Concerns about the future of some of the College’s programs took center stage at last Wednesday’s Student Government Association (SGA) meeting.
Billy Plastine, executive president of the SGA and senior political science and marketing double major, and Jen Hill, vice president of student services and senior women and gender studies major, attended the most recent meeting of the Committee on Planning and Priorities (CPP) and relayed a summary to members of the SGA general body.
“(The College) is going to have to start cutting programs as a result of the budget cuts,” Plastine said. “For example, it might become a reality that (the College) is going to take out the entire entity of Career Services, or an overarching group of programs. That might be reality, that we have to close an entire program, but we are also talking about levels underneath.”
No cuts will occur until after the 2010-2011 fiscal year.
The College may make cuts from the tutoring center or athletics, Hill said. “We’re trying to figure out what the criteria are for what’s worth it and what’s not.”
“CPP is not charged with making the decision of what programs stay and what go,” he said. “We’re in charge of coming up with theprinciples for program closure, looking at the current ones that we have and seeing if they’re still relevant.
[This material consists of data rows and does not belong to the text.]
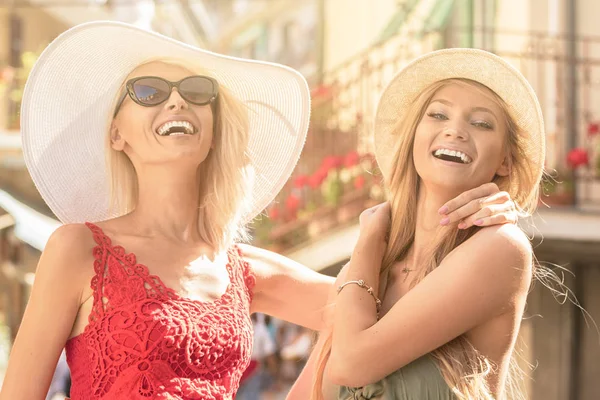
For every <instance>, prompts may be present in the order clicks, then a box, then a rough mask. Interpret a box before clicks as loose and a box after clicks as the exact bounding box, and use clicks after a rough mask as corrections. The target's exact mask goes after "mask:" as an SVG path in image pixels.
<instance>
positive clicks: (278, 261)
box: [238, 244, 333, 283]
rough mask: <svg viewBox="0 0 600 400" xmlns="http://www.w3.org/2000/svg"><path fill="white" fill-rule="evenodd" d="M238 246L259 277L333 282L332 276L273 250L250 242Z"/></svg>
mask: <svg viewBox="0 0 600 400" xmlns="http://www.w3.org/2000/svg"><path fill="white" fill-rule="evenodd" d="M238 247H239V249H240V250H241V251H242V254H243V256H244V259H245V260H246V261H247V262H249V263H250V266H251V267H252V269H253V270H254V273H255V274H256V275H257V277H264V278H269V277H270V278H273V277H277V276H286V277H292V278H299V277H304V278H310V279H314V280H316V281H320V280H323V281H330V282H329V283H332V282H333V279H332V278H330V277H328V276H325V275H322V274H319V273H317V272H316V271H313V270H312V269H310V268H308V267H307V266H305V265H303V264H301V263H299V262H296V261H294V260H292V259H290V258H288V257H285V256H282V255H281V254H277V253H275V252H273V251H270V250H265V249H261V248H259V247H255V246H252V245H249V244H238Z"/></svg>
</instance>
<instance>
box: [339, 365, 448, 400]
mask: <svg viewBox="0 0 600 400" xmlns="http://www.w3.org/2000/svg"><path fill="white" fill-rule="evenodd" d="M338 400H456V397H455V396H454V394H453V393H452V391H451V390H450V387H448V384H447V383H446V381H445V380H444V377H443V376H442V373H441V372H440V369H439V367H438V365H437V363H436V362H435V361H434V359H433V358H432V357H431V356H430V355H426V356H423V357H421V358H419V359H417V360H415V361H413V362H411V363H410V364H408V365H406V366H404V367H402V368H400V369H399V370H397V371H396V372H393V373H392V374H390V375H388V376H386V377H385V378H383V379H382V380H380V381H379V382H376V383H371V384H369V385H367V386H364V387H362V388H348V387H340V390H339V393H338Z"/></svg>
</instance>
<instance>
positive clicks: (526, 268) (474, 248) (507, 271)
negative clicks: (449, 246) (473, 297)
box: [442, 224, 533, 295]
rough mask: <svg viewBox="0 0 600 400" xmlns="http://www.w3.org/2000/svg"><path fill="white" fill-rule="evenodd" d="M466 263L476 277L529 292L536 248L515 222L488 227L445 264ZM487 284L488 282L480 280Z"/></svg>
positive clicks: (501, 287)
mask: <svg viewBox="0 0 600 400" xmlns="http://www.w3.org/2000/svg"><path fill="white" fill-rule="evenodd" d="M446 263H448V264H455V265H457V266H458V265H463V266H464V267H466V270H467V271H472V272H473V274H472V275H473V276H476V277H477V279H481V280H487V281H489V282H487V283H489V284H491V283H493V284H494V286H495V287H498V288H504V289H506V290H507V292H510V293H512V294H513V295H514V294H517V293H520V294H523V293H526V292H527V290H528V288H529V285H530V283H531V278H532V271H533V250H532V247H531V243H530V241H529V238H528V237H527V235H526V234H525V233H524V232H523V231H522V230H521V229H520V228H519V227H518V226H516V225H512V224H505V225H500V226H491V227H486V228H483V229H481V230H480V231H478V232H477V233H476V234H475V235H473V237H471V238H470V239H469V240H467V241H466V242H464V243H463V244H461V245H460V246H458V247H457V248H456V249H455V250H454V251H453V252H452V253H451V254H449V255H448V257H446V259H444V261H443V262H442V264H446ZM480 283H481V284H486V283H485V282H480Z"/></svg>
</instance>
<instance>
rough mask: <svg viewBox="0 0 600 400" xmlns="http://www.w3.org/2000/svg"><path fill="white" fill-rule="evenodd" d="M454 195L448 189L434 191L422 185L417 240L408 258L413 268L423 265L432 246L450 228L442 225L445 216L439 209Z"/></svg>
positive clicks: (443, 225) (412, 267) (417, 231)
mask: <svg viewBox="0 0 600 400" xmlns="http://www.w3.org/2000/svg"><path fill="white" fill-rule="evenodd" d="M454 197H455V196H454V195H452V194H449V193H448V192H446V191H433V190H429V189H427V188H426V187H424V185H421V187H420V189H419V196H418V201H417V214H416V226H415V240H414V242H413V245H412V247H411V249H410V251H409V254H408V256H407V258H406V261H407V263H408V264H409V265H410V266H411V267H412V268H420V267H422V266H423V264H424V262H426V258H427V257H429V256H430V255H431V250H432V248H431V246H432V245H434V244H435V243H436V242H437V240H438V239H439V237H440V236H441V235H443V234H444V232H445V231H446V230H447V229H449V226H448V225H445V226H444V225H441V223H440V222H441V220H442V219H443V218H444V216H443V215H441V214H440V213H439V210H440V208H441V207H442V206H443V205H444V204H445V203H447V202H448V201H449V200H451V199H452V198H454ZM411 267H409V268H411Z"/></svg>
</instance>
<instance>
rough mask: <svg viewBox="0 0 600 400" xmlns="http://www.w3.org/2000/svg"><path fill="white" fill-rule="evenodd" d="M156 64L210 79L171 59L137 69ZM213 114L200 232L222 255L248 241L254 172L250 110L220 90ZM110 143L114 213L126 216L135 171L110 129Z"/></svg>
mask: <svg viewBox="0 0 600 400" xmlns="http://www.w3.org/2000/svg"><path fill="white" fill-rule="evenodd" d="M153 62H161V63H164V64H168V65H173V66H178V67H182V68H184V69H186V70H188V71H190V73H191V74H198V75H207V76H210V73H208V72H207V71H205V70H203V69H202V68H201V67H198V66H194V65H192V64H190V63H189V62H187V61H183V60H177V59H170V58H157V59H152V60H148V61H146V62H145V63H143V64H140V65H139V66H138V67H136V68H135V69H137V68H139V67H141V66H143V65H147V64H150V63H153ZM135 69H134V70H135ZM125 83H126V81H124V82H123V83H122V85H121V87H120V90H119V92H118V93H119V94H120V93H123V92H124V90H125ZM118 100H119V97H116V98H115V100H114V102H113V105H112V106H113V107H112V108H111V110H114V108H115V107H116V105H117V102H118ZM212 110H213V118H214V123H213V127H214V132H213V145H214V148H213V149H211V150H210V151H209V153H208V155H207V156H206V159H205V160H204V161H203V162H202V163H201V164H200V166H199V171H198V172H199V173H198V176H199V181H198V191H199V194H200V195H199V204H198V209H199V233H200V236H201V238H202V240H204V241H205V242H206V243H207V244H209V245H210V246H211V247H213V248H215V249H218V250H221V249H224V248H227V247H228V246H229V245H230V244H231V243H232V242H233V241H234V240H241V239H247V233H246V231H245V229H244V226H243V222H244V221H243V220H242V218H243V217H244V215H245V214H246V212H247V211H248V210H249V207H250V204H251V199H250V193H251V185H252V182H253V179H252V178H253V169H252V167H251V164H250V159H249V157H248V154H247V148H248V135H249V132H248V131H249V123H248V109H247V107H246V106H245V105H244V104H243V103H242V102H241V101H240V100H239V99H237V98H236V97H235V96H234V95H233V94H232V93H231V92H230V91H229V90H228V89H227V88H226V87H224V86H222V85H219V95H218V97H217V101H216V102H215V103H213V106H212ZM110 121H111V122H112V114H111V118H110ZM109 126H110V124H109ZM105 143H106V163H107V170H108V172H109V179H110V211H111V213H117V214H118V215H124V214H127V213H130V212H131V211H133V210H134V209H135V207H136V204H137V201H138V179H137V175H136V171H135V168H134V167H133V164H132V163H131V160H130V159H129V157H128V156H127V155H126V154H125V153H124V152H122V151H116V150H114V149H113V148H112V146H111V140H110V129H108V134H107V135H106V142H105Z"/></svg>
Year after year after year of budget cuts make us say that we are going to investigate and recognize program closures as a viable opportunity.”
Despite the possibilities of program cuts from CPP, Brian Skwarek, SGA’s speaker of the general assembly and senior accounting major, recounted the results of the Committee on Academic Programs (CAP) meeting he attended, saying a new minor, Holocaust and genocide studies, may be instated.
“That is still under consideration,” he said.
He also advised students to check their final exam schedules and grading systems, as finals regulations were a topic of discussion at the CAP meeting.
“Final exams cannot be worth more than 50 percent of your grade,” he said, reminding students to discuss this with their professors if the final exam was marked as such on syllabi.
Gina Lauterio, junior political science major, who also attended the CAP meeting, urged students with more than three exams scheduled per day to take advantage of the College’s policy against this and reschedule.
“If you have three exams in one day, you are allowed to move one,” said Lauterio. “It’s school policy.”